Ketentuan itu juga berarti bahwa untuk tindakan yang
sama, tetapi jika tidak dilakukan dalam rangka pembelaan
diri, maka tindakan itu adalah bertentangan dengan hukum
(dan karenanya tidak dapat dijadikan alasan pembenar
atau pembenaran).

11
lanjutan
• Piagam PBB, pasal 51
• Nothing in the present Charter shall impair the inherent
right of individual or collective self-defence if an armed
attack occurs against a Member of the United Nations,
until the Security Council has taken measures necessary
to maintain international peace and security. Measures
taken by Members in the exercise of this right of self-
defence shall be immediately reported to the Security
Council and shall not in any way affect the authority
and responsibility of the Security Council under the
present Charter to take at any time such action as it
deems necessary in order to maintain or restore
international peace and security.

12
Perbaikan atas kerugian yang disebabkan
pelanggaran terhadap kewajiban HI
• 1. Restitusi (Pasal 35)
Sebuah Negara yang bertanggung jawab untuk tindakan salah
internasional berada di bawah kewajiban untuk membuat restitusi,
yaitu, membangun kembali situasi yang ada sebelum bertindak
salah itu dilakukan
2. Kompensasi (Pasal 36)
a.

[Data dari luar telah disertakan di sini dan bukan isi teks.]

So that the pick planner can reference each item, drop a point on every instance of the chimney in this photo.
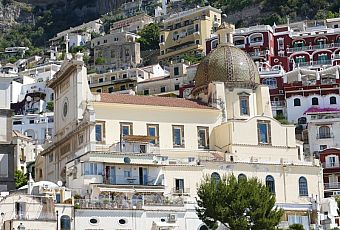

Negara yang bertanggung jawab untuk tindakan salah
internasional berada di bawah kewajiban untuk mengimbangi
kerusakan yang ditimbulkan karenanya, sejauh kerusakan tersebut
tidak dibuat baik dengan restitusi.
b. kompensasi tersebut harus meliputi kerusakan finansial dinilai
termasuk hilangnya keuntungan sejauh didirikan.

13
• 3. Kepuasan (Pasal 37)
a. Negara yang bertanggung jawab untuk tindakan salah
internasional berada di bawah kewajiban untuk memberikan
kepuasan bagi luka yang disebabkan oleh tindakan yang
sejauh yang tidak dapat dibuat baik dengan ganti rugi atau
kompensasi.
b. Kepuasan dapat terdiri dalam pengakuan atas pelanggaran,
ekspresi penyesalan, permintaan maaf formal atau modalitas
yang lain sesuai.
c. Kepuasan tidak akan keluar dari proporsi cedera dan tidak
dapat mengambil formulir memalukan untuk Negara yang
bertanggung jawab.

14
• 4. Bunga (Pasal 38)
a. Bunga atas setiap jumlah pokok yang jatuh tempo dalam
bab ini akan dibayar bila perlu untuk memastikan perbaikan
penuh. Tingkat bunga dan cara perhitungan akan diatur
sehingga untuk mencapai hasil tersebut.
b. Bunga berjalan dari tanggal ketika jumlah pokok yang
seharusnya sudah dibayar sampai tanggal kewajiban untuk
membayar terpenuhi.
5. Kontribusi atas Kerugian (Pasal 39)
Dalam penentuan reparasi, harus dipertimbangkan dari
kontribusi terhadap kerugian oleh tindakan atau kelalaian
yang disengaja atau kelalaian Negara terluka atau orang atau
badan sehubungan dengan reparasi yang dicari.